CRISTO CRUCIFICADO - MANUEL PEREIRA

Estado inicial

La corona de espinas no es una pieza exenta, sino que está tallada en la misma cabeza del Cristo. La capa de preparación es un estuco blanco, muy fino, ligeramente amarillento, que cubre toda la obra, incluida la cruz. Y sobre éste, una  policromía al óleo, muy trabajada, especialmente en las carnaciones.

Su estado de conservación era bueno, aunque había sufrido a lo largo del tiempo una serie de intervenciones que modificaban su aspecto: al menos dos capas de repintes de color azul intenso en el paño de pureza, y la aplicación de un grueso barniz coloreado en la cruz y la cartela del INRI. A esto se sumaba el oscurecimiento de la capa de protección que presentaba, y la lógica acumulación de suciedad. Existía también un ligero ataque de xilófagos en la zona inferior de la cruz, que había provocado unas pequeñas faltas.

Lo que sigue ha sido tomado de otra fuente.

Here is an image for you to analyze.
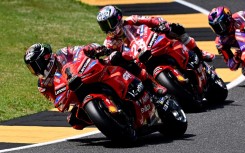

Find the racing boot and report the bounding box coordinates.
[192,46,215,62]
[67,106,92,130]
[137,69,167,96]
[202,50,215,62]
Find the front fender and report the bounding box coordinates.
[81,94,118,113]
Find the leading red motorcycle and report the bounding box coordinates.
[54,50,187,142]
[124,25,228,110]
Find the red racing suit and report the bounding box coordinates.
[215,11,245,74]
[38,44,96,129]
[104,15,201,56]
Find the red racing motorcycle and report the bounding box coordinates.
[54,51,187,142]
[124,25,228,110]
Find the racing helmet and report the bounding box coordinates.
[24,43,56,79]
[208,6,232,35]
[97,5,123,35]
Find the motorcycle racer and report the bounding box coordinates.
[24,43,166,130]
[97,5,215,62]
[24,43,106,130]
[208,6,245,75]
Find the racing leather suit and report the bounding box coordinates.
[104,15,214,60]
[38,44,96,130]
[215,11,245,75]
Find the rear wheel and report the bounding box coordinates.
[85,99,137,141]
[158,97,188,137]
[206,77,228,103]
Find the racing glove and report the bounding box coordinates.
[83,43,109,59]
[169,23,186,37]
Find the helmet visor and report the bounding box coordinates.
[26,58,47,77]
[99,17,119,33]
[211,21,230,35]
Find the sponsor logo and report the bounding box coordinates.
[148,33,158,47]
[123,71,131,80]
[55,86,66,95]
[79,58,91,73]
[140,104,151,113]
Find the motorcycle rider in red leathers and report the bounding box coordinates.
[208,6,245,75]
[24,43,166,130]
[97,6,215,70]
[24,43,112,130]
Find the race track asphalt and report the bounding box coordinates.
[0,0,245,152]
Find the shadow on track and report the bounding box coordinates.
[68,132,195,148]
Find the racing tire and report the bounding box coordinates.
[84,99,137,142]
[158,98,188,138]
[205,77,228,103]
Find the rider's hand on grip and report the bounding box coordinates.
[169,23,186,36]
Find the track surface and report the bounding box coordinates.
[0,0,245,153]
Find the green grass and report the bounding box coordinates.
[0,0,105,121]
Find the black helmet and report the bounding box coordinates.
[24,43,55,79]
[97,6,122,33]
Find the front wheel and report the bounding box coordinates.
[205,77,228,103]
[157,97,188,137]
[85,99,137,142]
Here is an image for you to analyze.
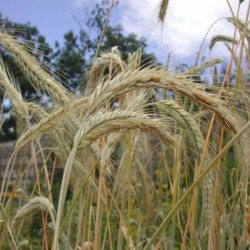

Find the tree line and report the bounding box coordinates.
[0,0,155,141]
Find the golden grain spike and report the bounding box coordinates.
[158,0,169,23]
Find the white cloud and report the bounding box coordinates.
[114,0,247,62]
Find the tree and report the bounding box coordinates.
[53,31,86,89]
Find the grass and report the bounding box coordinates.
[0,1,250,250]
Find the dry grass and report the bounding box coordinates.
[0,1,250,250]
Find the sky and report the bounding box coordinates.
[0,0,249,63]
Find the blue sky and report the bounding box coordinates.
[0,0,249,63]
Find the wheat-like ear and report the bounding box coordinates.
[15,98,88,151]
[0,32,71,104]
[89,68,242,133]
[226,17,250,39]
[155,100,205,156]
[12,197,56,228]
[78,110,175,148]
[158,0,169,23]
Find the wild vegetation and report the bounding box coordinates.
[0,1,250,250]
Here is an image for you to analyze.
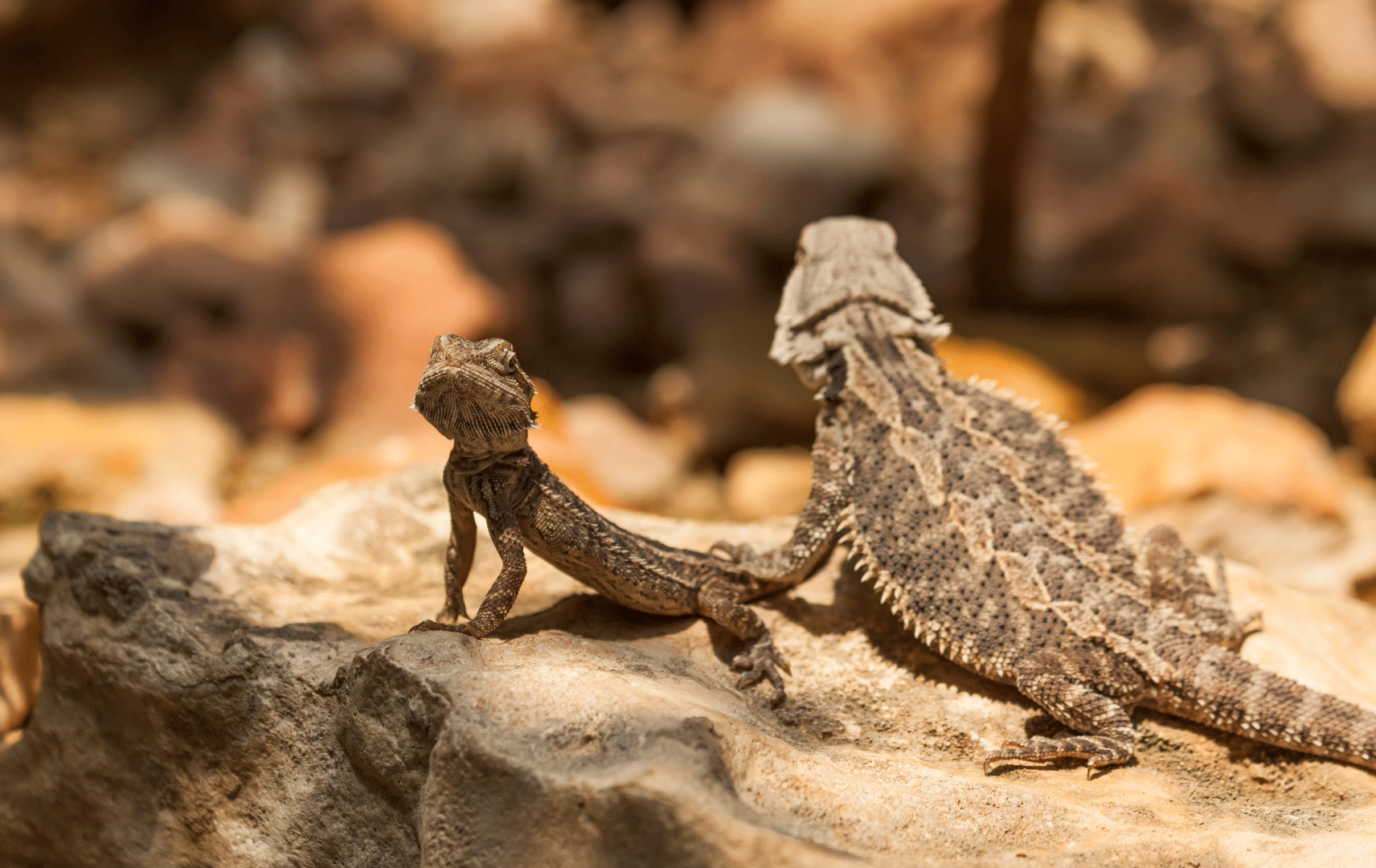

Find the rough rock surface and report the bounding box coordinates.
[0,468,1376,868]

Durante la restauración, se eliminó el grueso barniz de la cruz y la cartela. Se limpió también la fina capa oxidada y sucia que cubría el Cristo. Y tras varias catas en el paño, se encontraron restos suficientes, bajo los repintes, de una capa de un azul más verdoso, con una cenefa con motivos dorados. Se eliminaron los repintes y se estucaron y reintegraron las faltas.

Tras el tratamiento antixilófagos  y de consolidación en la madera, la reposición de volúmenes en pequeñas faltas, el estucado de lagunas y grietas, la reintegración cromática de lagunas y desgastes, y el tratamiento de los elementos metálicos, se procedió a la aplicación de una capa final de protección.